Quatrièmement, il faut commencer dès maintenant ! Bien que l’application du règlement ait été reportée au 30 décembre 2025, il n’y a pas de temps à perdre, car les solutions devront être testées et étendues à l’ensemble des chaînes de valeur.

 

Les principaux acteurs du secteur élaborent déjà des solutions pour répondre à des aspects spécifiques de ce défi.

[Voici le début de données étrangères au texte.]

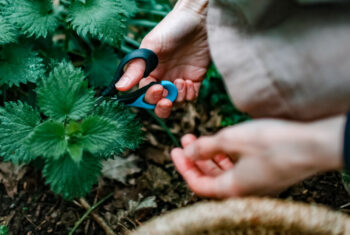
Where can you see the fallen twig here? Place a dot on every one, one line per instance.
(95, 216)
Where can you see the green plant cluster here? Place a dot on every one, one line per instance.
(213, 94)
(71, 131)
(55, 55)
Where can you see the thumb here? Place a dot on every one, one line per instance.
(133, 74)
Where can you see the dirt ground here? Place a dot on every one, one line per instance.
(147, 185)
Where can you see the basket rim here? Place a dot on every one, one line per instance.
(249, 212)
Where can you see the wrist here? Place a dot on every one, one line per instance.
(199, 7)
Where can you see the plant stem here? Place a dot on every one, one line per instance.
(165, 127)
(97, 218)
(143, 23)
(154, 12)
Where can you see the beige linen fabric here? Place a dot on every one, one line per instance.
(298, 68)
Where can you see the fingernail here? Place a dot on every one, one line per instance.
(190, 151)
(123, 82)
(180, 86)
(165, 93)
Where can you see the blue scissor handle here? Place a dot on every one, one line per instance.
(172, 95)
(136, 98)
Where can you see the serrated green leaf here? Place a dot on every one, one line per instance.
(48, 140)
(102, 19)
(71, 179)
(64, 94)
(102, 66)
(17, 121)
(19, 64)
(129, 134)
(76, 151)
(35, 18)
(97, 133)
(7, 32)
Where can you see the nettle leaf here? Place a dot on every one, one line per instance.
(129, 133)
(17, 121)
(72, 179)
(48, 140)
(102, 19)
(98, 133)
(65, 94)
(35, 17)
(8, 32)
(101, 66)
(19, 64)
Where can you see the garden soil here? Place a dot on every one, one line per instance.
(149, 187)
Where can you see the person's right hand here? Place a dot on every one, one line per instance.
(180, 41)
(260, 157)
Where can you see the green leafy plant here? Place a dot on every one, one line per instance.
(4, 230)
(55, 56)
(71, 132)
(213, 94)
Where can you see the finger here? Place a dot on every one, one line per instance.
(154, 93)
(146, 81)
(203, 148)
(187, 139)
(181, 87)
(223, 162)
(190, 93)
(183, 164)
(132, 75)
(208, 167)
(163, 108)
(197, 86)
(207, 186)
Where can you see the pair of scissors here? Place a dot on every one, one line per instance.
(136, 98)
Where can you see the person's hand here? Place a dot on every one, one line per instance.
(180, 41)
(259, 157)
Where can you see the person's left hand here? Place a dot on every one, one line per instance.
(259, 157)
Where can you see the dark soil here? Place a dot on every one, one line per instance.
(34, 209)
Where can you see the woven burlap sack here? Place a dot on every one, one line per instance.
(249, 216)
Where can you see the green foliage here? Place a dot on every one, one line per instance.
(102, 19)
(7, 31)
(34, 17)
(74, 138)
(71, 179)
(17, 121)
(19, 64)
(346, 180)
(45, 47)
(213, 94)
(101, 66)
(48, 140)
(65, 98)
(4, 230)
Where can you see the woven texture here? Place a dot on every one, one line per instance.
(249, 216)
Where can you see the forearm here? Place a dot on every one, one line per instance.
(198, 6)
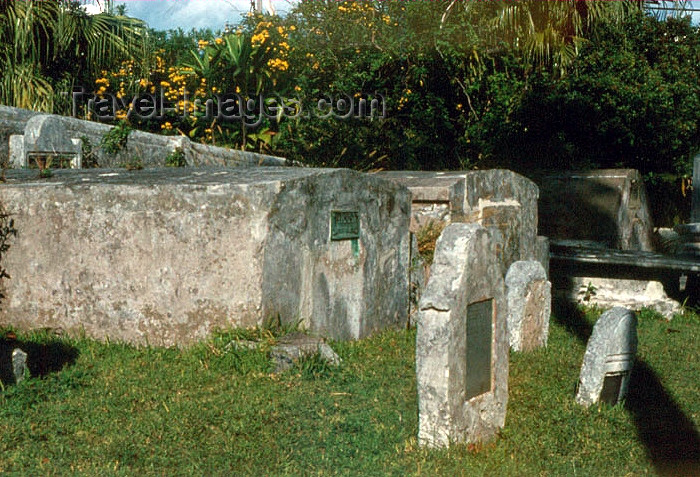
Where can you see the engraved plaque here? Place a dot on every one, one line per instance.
(611, 388)
(479, 337)
(345, 225)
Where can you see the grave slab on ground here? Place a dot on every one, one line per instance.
(529, 298)
(462, 342)
(167, 255)
(609, 358)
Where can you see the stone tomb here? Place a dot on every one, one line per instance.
(609, 358)
(166, 255)
(529, 298)
(461, 341)
(501, 200)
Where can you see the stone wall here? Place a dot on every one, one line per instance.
(607, 206)
(167, 255)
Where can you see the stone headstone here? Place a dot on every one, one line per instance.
(695, 211)
(529, 298)
(461, 341)
(327, 249)
(19, 364)
(609, 358)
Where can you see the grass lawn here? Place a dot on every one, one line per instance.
(114, 409)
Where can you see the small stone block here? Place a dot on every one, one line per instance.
(19, 364)
(529, 297)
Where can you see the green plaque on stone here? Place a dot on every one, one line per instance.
(611, 388)
(345, 225)
(479, 338)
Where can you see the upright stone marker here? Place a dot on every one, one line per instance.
(609, 358)
(461, 341)
(529, 297)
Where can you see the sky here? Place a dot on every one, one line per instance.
(188, 14)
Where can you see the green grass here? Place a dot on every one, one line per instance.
(213, 410)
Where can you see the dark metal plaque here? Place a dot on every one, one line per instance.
(611, 388)
(479, 339)
(345, 225)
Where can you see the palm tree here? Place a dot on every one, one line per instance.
(42, 42)
(546, 33)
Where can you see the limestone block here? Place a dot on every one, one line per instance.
(609, 358)
(529, 298)
(167, 255)
(461, 341)
(16, 144)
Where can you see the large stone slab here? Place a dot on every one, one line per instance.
(167, 255)
(609, 358)
(529, 298)
(462, 342)
(501, 200)
(152, 150)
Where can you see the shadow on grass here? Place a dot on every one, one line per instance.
(671, 440)
(42, 358)
(670, 437)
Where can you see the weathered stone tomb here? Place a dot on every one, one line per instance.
(529, 298)
(461, 341)
(609, 358)
(498, 199)
(167, 255)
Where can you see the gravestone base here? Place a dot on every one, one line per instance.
(689, 235)
(609, 358)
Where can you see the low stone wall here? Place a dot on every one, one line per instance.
(608, 206)
(500, 200)
(167, 255)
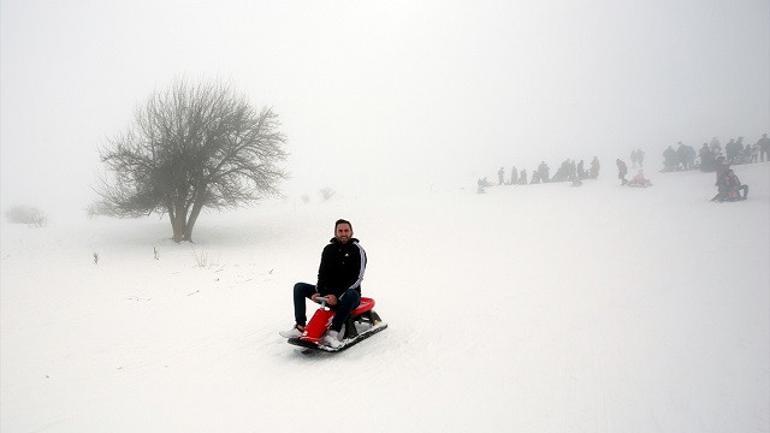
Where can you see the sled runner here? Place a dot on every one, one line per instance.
(362, 324)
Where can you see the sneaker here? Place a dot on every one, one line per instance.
(332, 339)
(294, 332)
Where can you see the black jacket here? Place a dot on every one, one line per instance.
(342, 267)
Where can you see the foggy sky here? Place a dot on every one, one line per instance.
(396, 93)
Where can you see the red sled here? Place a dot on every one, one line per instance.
(362, 323)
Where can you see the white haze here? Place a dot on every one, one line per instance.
(378, 96)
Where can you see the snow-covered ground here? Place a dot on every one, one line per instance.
(545, 308)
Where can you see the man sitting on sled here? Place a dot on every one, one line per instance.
(343, 262)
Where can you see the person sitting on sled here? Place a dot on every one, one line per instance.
(343, 263)
(640, 181)
(729, 188)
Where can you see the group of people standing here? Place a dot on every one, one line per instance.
(684, 157)
(568, 171)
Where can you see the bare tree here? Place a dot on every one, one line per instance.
(191, 147)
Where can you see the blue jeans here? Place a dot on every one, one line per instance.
(346, 303)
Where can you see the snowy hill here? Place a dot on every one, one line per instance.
(544, 308)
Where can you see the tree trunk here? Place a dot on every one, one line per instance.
(197, 207)
(179, 225)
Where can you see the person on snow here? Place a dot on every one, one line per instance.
(764, 147)
(343, 262)
(640, 181)
(730, 187)
(523, 177)
(622, 171)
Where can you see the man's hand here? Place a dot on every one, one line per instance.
(331, 299)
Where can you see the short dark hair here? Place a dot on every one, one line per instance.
(342, 221)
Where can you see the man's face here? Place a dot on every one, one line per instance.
(343, 233)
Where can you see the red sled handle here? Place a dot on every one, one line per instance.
(322, 319)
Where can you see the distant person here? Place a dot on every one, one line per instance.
(670, 159)
(729, 188)
(594, 168)
(581, 170)
(535, 177)
(542, 172)
(681, 156)
(707, 159)
(640, 181)
(343, 262)
(622, 171)
(764, 147)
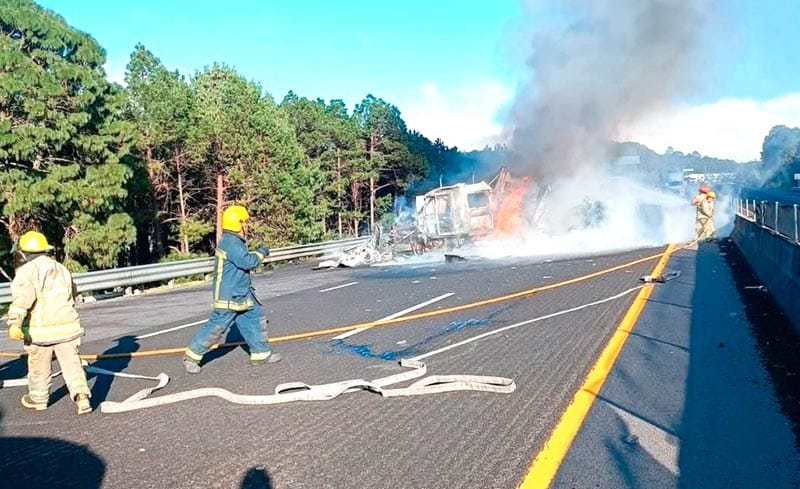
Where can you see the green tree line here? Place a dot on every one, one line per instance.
(119, 175)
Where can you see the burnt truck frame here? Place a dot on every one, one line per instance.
(454, 214)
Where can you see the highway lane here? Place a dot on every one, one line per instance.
(358, 440)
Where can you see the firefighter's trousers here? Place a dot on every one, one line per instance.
(40, 358)
(249, 324)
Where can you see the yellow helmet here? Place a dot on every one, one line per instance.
(33, 242)
(233, 217)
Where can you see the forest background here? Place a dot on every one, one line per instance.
(122, 175)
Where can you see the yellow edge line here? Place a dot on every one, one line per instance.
(546, 464)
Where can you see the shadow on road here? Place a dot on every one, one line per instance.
(102, 386)
(34, 463)
(256, 478)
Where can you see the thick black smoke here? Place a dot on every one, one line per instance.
(597, 67)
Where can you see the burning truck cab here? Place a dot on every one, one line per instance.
(454, 214)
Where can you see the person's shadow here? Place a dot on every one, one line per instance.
(37, 462)
(256, 478)
(102, 386)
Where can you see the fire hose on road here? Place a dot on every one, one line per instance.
(296, 391)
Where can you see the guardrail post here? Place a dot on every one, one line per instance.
(776, 218)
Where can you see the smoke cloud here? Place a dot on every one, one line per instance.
(597, 67)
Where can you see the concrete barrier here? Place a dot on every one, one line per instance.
(776, 262)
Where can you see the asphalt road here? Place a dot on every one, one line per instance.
(358, 440)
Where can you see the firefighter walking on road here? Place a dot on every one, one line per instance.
(702, 193)
(704, 223)
(234, 297)
(42, 314)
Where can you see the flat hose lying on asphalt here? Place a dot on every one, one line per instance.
(298, 391)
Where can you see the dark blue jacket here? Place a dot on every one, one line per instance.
(232, 287)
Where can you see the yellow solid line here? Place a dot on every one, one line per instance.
(370, 324)
(546, 464)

Rainforest Alliance, par exemple, élargit son processus de certification pour inclure les données nécessaires à la conformité avec le RDUE (mais celle-ci ne pourra être confirmée qu’en janvier 2026).

 

Parallèlement, la FAO a développé des solutions de cartographie numérique comme Whisp pour fournir des informations sur le niveau de déforestation dans les régions productrices de café.

 

La Banque mondiale réalise actuellement des études de marché en Éthiopie et en Ouganda afin de comprendre l’ampleur des investissements nécessaires pour numériser les chaînes de valeur du café, notamment pour se conformer aux réglementations en matière de durabilité.

 

Cependant, une approche cohérente reste nécessaire pour les exportateurs de café en Afrique.

 

Cela nécessitera un pouvoir fédérateur solide et une plateforme où les parties prenantes et les fournisseurs de solutions peuvent rassembler et agréger leurs efforts - pour le secteur du café et plus généralement pour tous les produits de base exportés par l’Afrique et concernés par le nouveau règlement européen. Et il est impératif de le faire dès maintenant, car le temps presse.